Sandammeer: Aber "Der Herr der Wolken" ist Ihr erstes veröffentlichtes Belletristik-Manuskript?
A. Hartmann: Ja, genau.
Sandammeer: Das Problem, das Ihre Protagonisten Tolig und Moguwol zu lösen haben, rührt daher, dass ein böser Magier den Stein vom Ausgang des Wolkensees weggenommen hat. Da nun unaufhaltsam die Wolken aus dem Wolkensee dringen, drohen dem angrenzenden Land Bilan und der gesamten von Ihnen entworfenen Fantasy-Welt ein ständig düsterer Himmel und Dauerregen. Die Idee ist im Grunde so einfach wie genial. Wie sind Sie darauf gekommen?
A. Hartmann: Das war in Irland. Dort gibt es extrem hohe Klippen. Eines Tages stand ich auf einer dieser Klippen und blickte auf das Meer. Diese Klippen sind so hoch, dass sogar die Möwen unter einem fliegen; man hat über sich keine Vögel mehr.
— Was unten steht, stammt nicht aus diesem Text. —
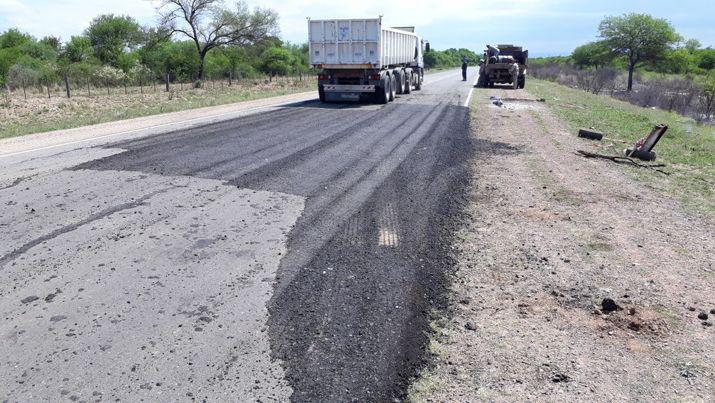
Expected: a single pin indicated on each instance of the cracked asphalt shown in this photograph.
(294, 254)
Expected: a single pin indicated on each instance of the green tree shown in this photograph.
(592, 54)
(22, 76)
(276, 61)
(706, 99)
(639, 37)
(78, 49)
(210, 25)
(110, 36)
(706, 59)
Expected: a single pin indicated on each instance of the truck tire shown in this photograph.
(321, 94)
(383, 93)
(399, 77)
(393, 88)
(418, 82)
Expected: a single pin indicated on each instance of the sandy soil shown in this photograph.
(550, 236)
(59, 112)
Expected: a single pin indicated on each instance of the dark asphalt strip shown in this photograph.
(351, 325)
(370, 256)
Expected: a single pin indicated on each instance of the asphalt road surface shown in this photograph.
(290, 254)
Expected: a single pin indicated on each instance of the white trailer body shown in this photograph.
(359, 58)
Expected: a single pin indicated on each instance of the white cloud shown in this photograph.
(71, 17)
(65, 18)
(420, 13)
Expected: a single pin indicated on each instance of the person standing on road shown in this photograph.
(514, 70)
(492, 54)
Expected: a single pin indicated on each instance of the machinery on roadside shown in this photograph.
(359, 59)
(503, 64)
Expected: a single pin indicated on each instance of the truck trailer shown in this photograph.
(498, 69)
(360, 60)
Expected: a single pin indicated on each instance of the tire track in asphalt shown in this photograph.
(347, 318)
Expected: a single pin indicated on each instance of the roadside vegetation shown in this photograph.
(202, 53)
(688, 148)
(34, 115)
(641, 60)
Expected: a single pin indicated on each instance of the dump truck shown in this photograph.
(360, 60)
(500, 69)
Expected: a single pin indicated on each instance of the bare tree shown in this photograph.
(211, 25)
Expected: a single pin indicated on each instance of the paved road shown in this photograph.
(292, 254)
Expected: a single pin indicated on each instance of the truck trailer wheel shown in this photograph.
(418, 81)
(383, 93)
(321, 94)
(393, 88)
(399, 77)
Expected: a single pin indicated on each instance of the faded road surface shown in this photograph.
(290, 254)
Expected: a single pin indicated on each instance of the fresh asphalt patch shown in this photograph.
(368, 258)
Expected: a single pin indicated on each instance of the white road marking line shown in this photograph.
(69, 143)
(471, 91)
(209, 118)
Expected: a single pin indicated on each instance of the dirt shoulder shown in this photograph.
(37, 113)
(146, 125)
(550, 235)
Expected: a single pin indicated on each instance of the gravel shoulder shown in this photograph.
(549, 236)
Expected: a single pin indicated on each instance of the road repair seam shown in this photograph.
(144, 128)
(471, 92)
(257, 108)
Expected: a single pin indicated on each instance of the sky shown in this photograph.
(545, 27)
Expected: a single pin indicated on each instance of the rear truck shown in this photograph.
(500, 69)
(360, 60)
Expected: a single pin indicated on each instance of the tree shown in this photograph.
(592, 54)
(22, 76)
(210, 25)
(111, 35)
(706, 59)
(692, 45)
(276, 61)
(707, 97)
(78, 49)
(638, 37)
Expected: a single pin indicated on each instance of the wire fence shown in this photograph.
(91, 87)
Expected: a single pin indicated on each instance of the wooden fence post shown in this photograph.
(67, 85)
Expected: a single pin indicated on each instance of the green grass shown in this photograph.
(40, 115)
(688, 149)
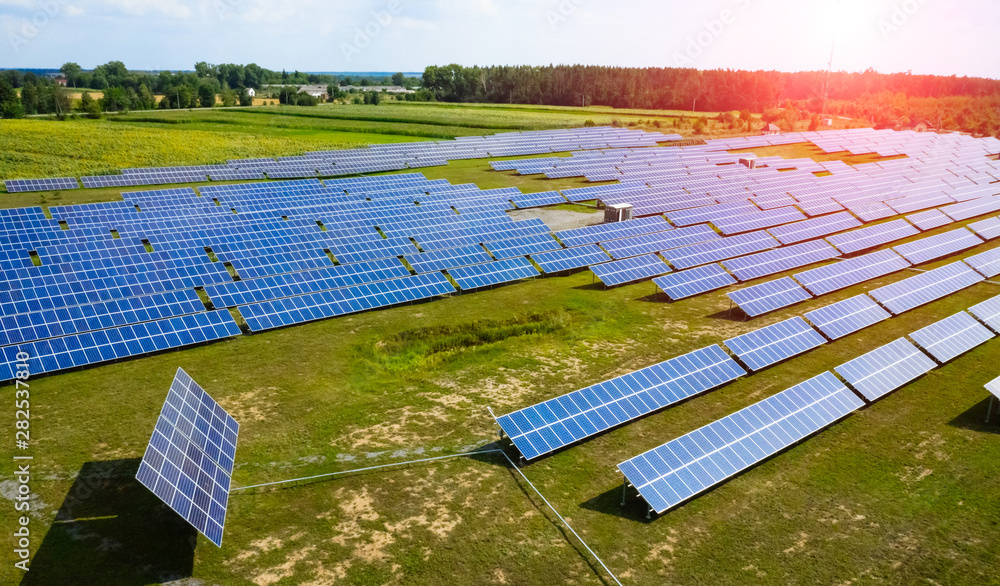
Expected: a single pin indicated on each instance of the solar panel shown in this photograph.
(680, 469)
(988, 312)
(570, 258)
(493, 273)
(814, 228)
(766, 346)
(873, 236)
(189, 460)
(929, 220)
(926, 287)
(26, 185)
(630, 270)
(720, 249)
(940, 245)
(952, 337)
(777, 261)
(694, 281)
(987, 264)
(986, 229)
(994, 387)
(851, 272)
(768, 297)
(556, 423)
(884, 370)
(847, 316)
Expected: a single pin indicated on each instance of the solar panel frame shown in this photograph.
(541, 429)
(951, 337)
(188, 462)
(675, 472)
(885, 369)
(847, 317)
(775, 343)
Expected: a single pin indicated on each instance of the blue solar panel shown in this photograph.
(556, 423)
(514, 247)
(884, 370)
(987, 264)
(766, 346)
(694, 281)
(189, 460)
(570, 258)
(926, 287)
(768, 297)
(680, 469)
(872, 236)
(630, 270)
(123, 342)
(778, 261)
(493, 273)
(721, 249)
(814, 228)
(847, 316)
(293, 310)
(851, 272)
(951, 337)
(940, 245)
(988, 312)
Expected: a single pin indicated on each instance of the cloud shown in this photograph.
(169, 8)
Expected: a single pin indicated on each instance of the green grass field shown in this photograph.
(901, 492)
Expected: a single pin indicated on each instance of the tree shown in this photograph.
(29, 98)
(206, 96)
(71, 71)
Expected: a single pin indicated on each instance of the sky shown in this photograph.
(957, 37)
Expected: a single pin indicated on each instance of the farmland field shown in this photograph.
(900, 492)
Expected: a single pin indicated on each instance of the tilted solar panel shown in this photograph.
(768, 297)
(189, 460)
(762, 348)
(847, 316)
(851, 272)
(680, 469)
(926, 287)
(694, 281)
(988, 312)
(884, 370)
(556, 423)
(952, 337)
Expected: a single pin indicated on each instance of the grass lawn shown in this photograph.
(900, 492)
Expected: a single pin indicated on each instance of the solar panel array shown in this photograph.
(768, 297)
(762, 348)
(951, 337)
(189, 460)
(847, 316)
(885, 369)
(630, 270)
(556, 423)
(924, 288)
(674, 472)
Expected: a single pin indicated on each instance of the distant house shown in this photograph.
(771, 129)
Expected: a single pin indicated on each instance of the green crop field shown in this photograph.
(901, 492)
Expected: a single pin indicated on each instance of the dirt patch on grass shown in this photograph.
(558, 220)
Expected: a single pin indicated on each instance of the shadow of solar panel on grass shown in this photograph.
(111, 530)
Dort oben fühlt man sich ziemlich schwerelos und guckt auf die Welt herunter, und dadurch, dass scheinbar alles unter einem liegt, hat man das Gefühl, man könne nicht mehr höher hinaus. Da in Irland auch immer die Wolken ziemlich tief hängen, hat man auf den Klippen das Gefühl, man bräuchte bloß die Hand auszustrecken und könnte die Wolken berühren. Dieses Gefühl war der Auslöser.
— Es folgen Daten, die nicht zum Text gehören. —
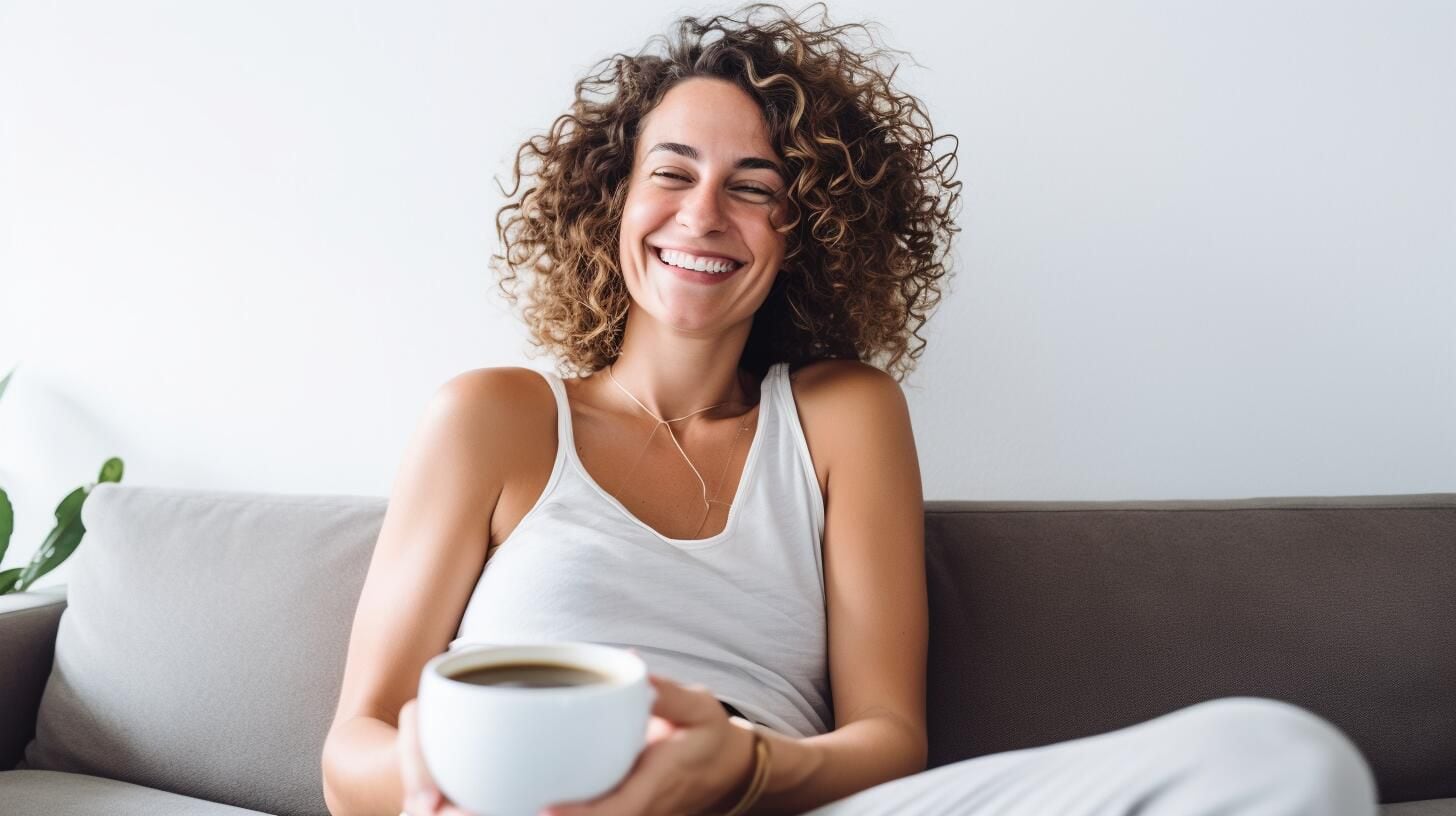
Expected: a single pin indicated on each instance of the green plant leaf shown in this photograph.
(58, 547)
(6, 522)
(63, 539)
(70, 507)
(111, 471)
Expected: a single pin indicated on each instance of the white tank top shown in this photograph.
(740, 612)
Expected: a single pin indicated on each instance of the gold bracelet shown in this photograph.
(760, 773)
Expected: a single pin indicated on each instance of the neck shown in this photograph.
(677, 376)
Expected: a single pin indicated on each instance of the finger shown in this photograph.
(421, 796)
(685, 704)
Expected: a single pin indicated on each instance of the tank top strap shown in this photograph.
(564, 440)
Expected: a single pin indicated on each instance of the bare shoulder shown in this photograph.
(839, 402)
(500, 392)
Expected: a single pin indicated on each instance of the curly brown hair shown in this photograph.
(869, 206)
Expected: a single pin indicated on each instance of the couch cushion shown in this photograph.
(204, 641)
(1053, 621)
(35, 793)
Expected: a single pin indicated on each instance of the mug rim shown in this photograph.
(626, 669)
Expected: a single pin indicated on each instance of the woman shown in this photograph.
(724, 485)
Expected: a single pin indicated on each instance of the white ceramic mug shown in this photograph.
(508, 751)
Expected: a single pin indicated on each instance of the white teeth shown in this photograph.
(686, 261)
Sandammeer: Ist das auf dem Buchumschlag gut wiedergegeben, der ja eine solche Szene zeigt?
A. Hartmann: Jetzt, wo Sie es sagen ... Das ist mir bisher gar nicht aufgefallen, weil der ursprüngliche Impuls, zu schreiben, inzwischen so lange zurückliegt und sich die Geschichte auch immer wieder mal verändert hat. Aber: stimmt.
Sandammeer: Wie haben Sie die Charaktere entwickelt? Diese wirken so authentisch und sind so individuell gezeichnet, dass man annehmen möchte, Sie hätten Vorlagen aus dem "wahren Leben" gehabt.
A. Hartmann: Das ist größtenteils Zufall. Der Magier Moguwol und der Junge Tolig waren einfach da. Ich war in Irland gewesen und hatte immer noch die Erinnerung an diese Klippen in mir, das hat wirklich gegärt. Welche Geschichte ich erzählen wollte, wusste ich noch nicht, aber ich hatte ein Gefühl für diese Geschichte und hörte eine Erzählstimme. Zu dieser Erzählstimme, stellte ich fest, würde ein Junge passen, und mir war relativ früh klar, was für ein Junge das ist, wie er aussieht, was er möchte, was er erwartet. Und dann war mir auch klar, wie der Magier zu sein hat. Es gab andere Figuren wie den bösen Magier, die erst relativ spät dazukamen. Aber das war gar nicht so schwierig, weil die Welt stand, die Personen standen, und ich musste nur noch jemanden finden, der dazu passte. Das ging relativ einfach - ich hoffe, es geht immer so einfach ...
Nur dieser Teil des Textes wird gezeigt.